I always love a good wedding story or scene. After all, there is so much potential for things to go wrong! Wilks’ use of Cynna and Cullen’s wedding as a source of new beginnings and endings was a really sweet notion too. The explanation of some of the practices that we tend to take for granted (a white wedding gown for example) helped to show that, although some of the characters aren’t Christian, the rituals and meanings hold a place within our lives. Even for those many people who get married these days, there are aspects of this ritual that have a purpose and a place beyond the religious connotations.
Although Cullen and Cynna agree to become married at the conclusion of Night Season, it is kind of hard to imagine that either one will truly carry through with it. That is until the short story, Good Counsel. It is in this six pages that Cullen truly shows his commitment (and love for) Cynna and the degree to which he’ll go to make her happy. Throughout his discussion with the Catholic priest, he is able to be clear sighted and honest – he doesn’t really want to get married, but it is important for her, so therefore he’ll do it. The idea of acceptance by one’s community and the importance of this in such a thing as a wedding is also beautifully and succinctly investigated.
Blood Lines left off on a bit of a cliff-hanger for Cynna and Cullen. So, although Lily and Rule make an appearance in Night Season, it is nice to spend some more time with this incredibly unique couple. I also loved revisiting Kai and Nathan (albeit briefly) throughout this series. The novella Inhuman introduced these incredibly different characters, and vastly expanded the World of the Lupi universe. All in all, this story took a slightly different turn from the rest of the books, and it offered a refreshing outlook into a series that anyone would quickly become enthralled by.
Sixteen-year-old Rule is everything I imagined him to be and more in this great short story. Wilks leaves a comment at the top of the tale that suggests it be read after a few of the novels, get to know Rule before flashing back to his past. And honestly, it is a great suggestion. I have just read this short story after reading the first four books, and although it made his actions a little more predictable, it also made the story all the more enjoyable and the nuances of the characters a little more potent.
I enjoy anything set in the Jane Yellowrock world – it is always sassy, strong and constantly reminds you that no matter how odd you may be, there is somewhere in the world that you can fit in. If anything, I found this short story easier to relate to than the others so far – the twin Everhart witches are not only trying to cope with their sad past, but they are forced to confront a school bully. For those of us who have been bullied, we all imagine that day that we are reunited and can show that person how wonderful we are now that we’re not in school. When you’ve found a place in society that you can actually fit into, you want to show others that all of the hurt in the past doesn’t matter anymore (even when it does). The Devil’s Left Boot allows the twin witches to do this. And it works brilliantly.

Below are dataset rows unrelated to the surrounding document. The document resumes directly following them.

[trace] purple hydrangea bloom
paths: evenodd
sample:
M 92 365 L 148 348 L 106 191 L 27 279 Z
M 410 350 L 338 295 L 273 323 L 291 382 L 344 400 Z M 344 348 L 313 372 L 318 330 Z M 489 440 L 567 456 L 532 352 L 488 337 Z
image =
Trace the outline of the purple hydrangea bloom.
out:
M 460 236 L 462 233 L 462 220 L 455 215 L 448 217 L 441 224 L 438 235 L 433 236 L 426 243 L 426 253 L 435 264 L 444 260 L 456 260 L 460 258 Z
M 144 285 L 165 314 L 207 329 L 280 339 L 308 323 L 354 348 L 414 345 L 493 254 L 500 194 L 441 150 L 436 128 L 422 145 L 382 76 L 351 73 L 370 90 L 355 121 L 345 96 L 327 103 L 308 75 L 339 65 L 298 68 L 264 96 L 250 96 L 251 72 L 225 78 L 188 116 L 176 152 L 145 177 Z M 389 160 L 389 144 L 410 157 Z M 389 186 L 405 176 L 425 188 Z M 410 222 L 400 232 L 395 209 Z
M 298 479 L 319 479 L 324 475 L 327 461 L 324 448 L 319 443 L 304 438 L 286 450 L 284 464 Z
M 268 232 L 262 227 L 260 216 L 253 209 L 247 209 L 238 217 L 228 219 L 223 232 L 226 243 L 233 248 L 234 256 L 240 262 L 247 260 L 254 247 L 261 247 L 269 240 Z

Kitten is such a beautiful character – not only because she is a dragon, but she constantly helps Daine throughout her journeys in The Immortals Quartet. But, since, she isn’t able to communicate with her foster parents, it’s kind of hard to understand how she truly feels about what is happening around her. The Dragon’s Tale shows us Daine and Numair years down the track, and also gives Kitten a beautifully strong voice.
I liked the intersection of The Hidden Girl with Elder Brother. It is subtle and only a fleeting moment, but it looks at a culture and a non-Tortallan country from two vastly different standpoints. Yet, both put forward a woman’s plight and fight for power. The Hidden Girl is a great reminder that we all go about things in our own ways, and there is not one right was in which to find power in your own world.